The three factors that unleash a society’s latent innovative potential

From our analyses we have detected and examined three networks for unlocking a society’s innovative potential:

1) Talent networks,

2) Networks of Organizational Structures and Incentive Systems, and

3) An Urban Design and Infrastructure Network that configures the physical space in which the productive fabric is developed.

The good news is that the three main factors depend on human decisions and that human factors are what condition their development. The main cause-effect relationships have been identified that favor or hinder the ability of societies to enable their citizens to develop new solutions and to transform what initially are usually pure intuitions into scalable products or services that generate wealth and allow citizens to develop a fuller life.

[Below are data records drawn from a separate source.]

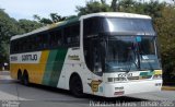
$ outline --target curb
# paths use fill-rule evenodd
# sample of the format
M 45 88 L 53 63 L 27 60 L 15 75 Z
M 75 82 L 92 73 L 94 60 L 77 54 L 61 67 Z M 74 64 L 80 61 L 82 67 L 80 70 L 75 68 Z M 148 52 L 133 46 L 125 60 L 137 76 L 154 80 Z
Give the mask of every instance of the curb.
M 175 86 L 162 86 L 162 91 L 175 91 Z

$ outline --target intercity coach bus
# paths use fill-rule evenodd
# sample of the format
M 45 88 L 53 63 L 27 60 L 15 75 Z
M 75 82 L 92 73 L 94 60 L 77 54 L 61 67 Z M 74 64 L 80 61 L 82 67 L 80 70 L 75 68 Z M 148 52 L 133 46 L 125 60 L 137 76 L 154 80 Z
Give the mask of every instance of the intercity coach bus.
M 104 97 L 158 92 L 162 68 L 148 15 L 102 12 L 11 38 L 11 76 Z

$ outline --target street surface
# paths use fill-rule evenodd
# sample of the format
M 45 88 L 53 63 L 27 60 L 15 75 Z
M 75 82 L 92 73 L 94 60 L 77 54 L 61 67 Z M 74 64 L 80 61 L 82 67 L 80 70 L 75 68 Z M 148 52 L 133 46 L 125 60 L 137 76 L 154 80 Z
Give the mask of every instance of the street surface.
M 148 87 L 149 88 L 149 87 Z M 0 71 L 0 107 L 174 107 L 175 91 L 103 98 L 85 95 L 75 98 L 68 91 L 32 84 L 24 86 Z

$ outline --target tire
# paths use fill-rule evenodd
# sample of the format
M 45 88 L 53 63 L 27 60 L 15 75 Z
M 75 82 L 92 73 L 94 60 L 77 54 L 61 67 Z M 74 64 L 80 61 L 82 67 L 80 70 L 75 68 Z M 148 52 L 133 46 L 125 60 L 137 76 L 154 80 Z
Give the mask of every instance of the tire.
M 23 74 L 23 84 L 25 86 L 30 85 L 28 74 L 26 72 L 24 72 L 24 74 Z
M 75 97 L 83 97 L 83 86 L 81 79 L 78 75 L 72 76 L 70 80 L 70 92 Z

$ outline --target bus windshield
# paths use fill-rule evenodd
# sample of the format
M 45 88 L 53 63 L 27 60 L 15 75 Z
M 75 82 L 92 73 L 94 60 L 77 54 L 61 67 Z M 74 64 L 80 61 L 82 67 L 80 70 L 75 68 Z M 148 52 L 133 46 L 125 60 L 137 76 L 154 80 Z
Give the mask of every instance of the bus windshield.
M 106 37 L 105 72 L 160 69 L 155 37 Z

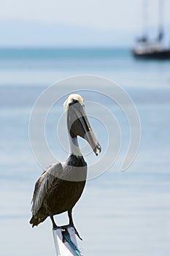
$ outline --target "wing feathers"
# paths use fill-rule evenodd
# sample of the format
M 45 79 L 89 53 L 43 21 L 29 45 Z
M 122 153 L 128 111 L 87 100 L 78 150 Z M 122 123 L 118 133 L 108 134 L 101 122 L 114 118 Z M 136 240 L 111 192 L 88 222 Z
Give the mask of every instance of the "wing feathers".
M 57 181 L 57 178 L 61 175 L 63 167 L 61 163 L 53 164 L 46 169 L 37 180 L 31 201 L 33 215 L 38 213 L 44 199 L 47 195 L 49 190 L 53 187 L 54 181 Z

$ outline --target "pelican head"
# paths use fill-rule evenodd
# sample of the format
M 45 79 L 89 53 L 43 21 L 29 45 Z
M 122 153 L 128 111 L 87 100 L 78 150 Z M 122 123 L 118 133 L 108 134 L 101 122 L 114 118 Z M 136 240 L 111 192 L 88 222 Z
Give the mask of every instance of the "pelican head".
M 101 148 L 87 118 L 84 99 L 79 94 L 71 94 L 64 103 L 67 126 L 72 138 L 80 136 L 88 141 L 97 156 Z

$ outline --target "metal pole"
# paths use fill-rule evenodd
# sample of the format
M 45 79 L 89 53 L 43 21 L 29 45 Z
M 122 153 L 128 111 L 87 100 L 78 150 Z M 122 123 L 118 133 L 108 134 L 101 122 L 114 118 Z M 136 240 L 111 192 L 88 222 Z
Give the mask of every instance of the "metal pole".
M 66 232 L 69 236 L 69 240 L 65 239 L 62 227 L 53 229 L 54 238 L 54 244 L 57 256 L 77 256 L 82 255 L 80 250 L 77 249 L 77 243 L 74 229 L 72 227 L 66 228 Z M 72 246 L 71 246 L 72 245 Z

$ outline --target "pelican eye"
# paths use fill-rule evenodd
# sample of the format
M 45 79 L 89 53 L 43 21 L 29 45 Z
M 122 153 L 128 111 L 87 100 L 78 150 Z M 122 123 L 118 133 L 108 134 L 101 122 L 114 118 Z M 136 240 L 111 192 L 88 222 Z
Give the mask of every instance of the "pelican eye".
M 76 103 L 79 103 L 79 101 L 77 99 L 73 99 L 73 100 L 72 101 L 72 102 L 70 102 L 69 104 L 69 106 L 72 106 L 72 105 L 76 104 Z

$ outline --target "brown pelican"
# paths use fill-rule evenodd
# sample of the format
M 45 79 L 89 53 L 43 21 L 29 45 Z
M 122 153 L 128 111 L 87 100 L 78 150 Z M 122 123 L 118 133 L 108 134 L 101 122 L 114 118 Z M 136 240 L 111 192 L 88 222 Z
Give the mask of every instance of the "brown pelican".
M 71 94 L 64 103 L 69 135 L 70 154 L 66 162 L 57 162 L 48 167 L 35 184 L 32 198 L 32 227 L 50 217 L 53 228 L 58 227 L 53 215 L 67 211 L 69 224 L 74 227 L 72 208 L 85 187 L 87 164 L 80 152 L 77 136 L 85 139 L 96 155 L 101 146 L 94 135 L 85 112 L 84 100 L 79 94 Z M 67 225 L 68 226 L 68 225 Z M 66 226 L 65 226 L 66 227 Z

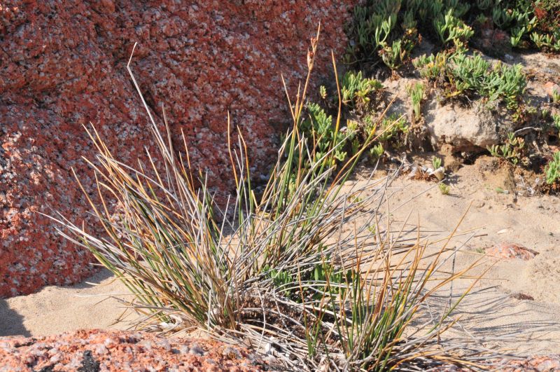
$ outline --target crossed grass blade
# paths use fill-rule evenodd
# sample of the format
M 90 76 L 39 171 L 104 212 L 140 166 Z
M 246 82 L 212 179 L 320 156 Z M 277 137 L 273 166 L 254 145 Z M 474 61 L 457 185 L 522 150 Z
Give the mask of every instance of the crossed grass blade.
M 82 188 L 106 236 L 61 214 L 52 218 L 63 236 L 91 250 L 134 294 L 131 305 L 147 315 L 141 326 L 197 327 L 227 342 L 249 340 L 292 369 L 382 371 L 419 359 L 468 364 L 454 354 L 461 345 L 437 347 L 453 324 L 446 320 L 450 311 L 421 335 L 407 331 L 430 294 L 471 267 L 435 278 L 447 246 L 426 255 L 419 235 L 411 241 L 404 225 L 392 230 L 382 205 L 395 174 L 342 192 L 365 147 L 337 172 L 330 159 L 344 140 L 337 137 L 340 108 L 339 139 L 321 158 L 298 131 L 316 50 L 316 41 L 303 94 L 290 103 L 293 130 L 261 198 L 251 185 L 241 132 L 235 149 L 228 138 L 236 193 L 222 207 L 205 178 L 195 181 L 186 145 L 186 158 L 176 156 L 167 120 L 162 134 L 144 102 L 158 150 L 157 159 L 148 153 L 148 167 L 119 162 L 88 130 L 98 151 L 90 165 L 101 202 Z M 333 65 L 336 71 L 334 58 Z M 113 205 L 120 206 L 118 218 Z M 428 289 L 430 282 L 437 284 Z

For example, when the non-linear benefits of strategic aggregation produced in the most consolidated innovation districts were measured, analyses revealed that four times more inventions are produced per employee (new patents, new products, new services, R&D, scientific articles) and nine times more workplaces are generated per resident. Also, 15 times more workplaces in knowledge-intensive work are created and up to 20 times more wealth is generated. Moreover, for each knowledge-intensive job, an average of five support work sites are generated, which helps to reduce unemployment and generate cycles of distributed prosperity throughout the city’s metropolitan area.

One possible winning strategy is to design innovation districts capable of hosting leading edge research and technology transfer centers, innovation-intensive companies and people and teams that, through collaboration, can generate new products and services. In turn, this can generate immense worksite opportunities for the vast majority of society through high value-added production centers and intermodal hubs that allow these products and services to compete in the global market. In short, an economy based on innovation and personal merit.

In the next few weeks, MIT Technology Review, the World Economic Forum and other international publications will issue the world’s first Atlas of Innovation Districts, which was developed by the Urban Innovation research group as an evolution of the thesis I published in 2018 with my colleague Jeremy Burke. This first edition will focus on the 50 leading Innovation Districts in the United States, but future editions will be extended to Europe, Latin America, Asia and other world regions. This new methodology, drawn from sources such as Évariste Galois, Ildefons Cerdà and Louis Durand as well as the models developed by Barabasi, Hidalgo and Hausmann, may be the key to better understanding the phenomenon of innovation on an urban scale. It may also serve as a stimulus and guide for better decision-making and better design criteria. Similarly, in our region, in Barcelona and in the Tarragona area, it may help to unlock the door to a society that offers quality professional opportunities and enable progress towards a more prosperous, dynamic, free and, ultimately, more human society.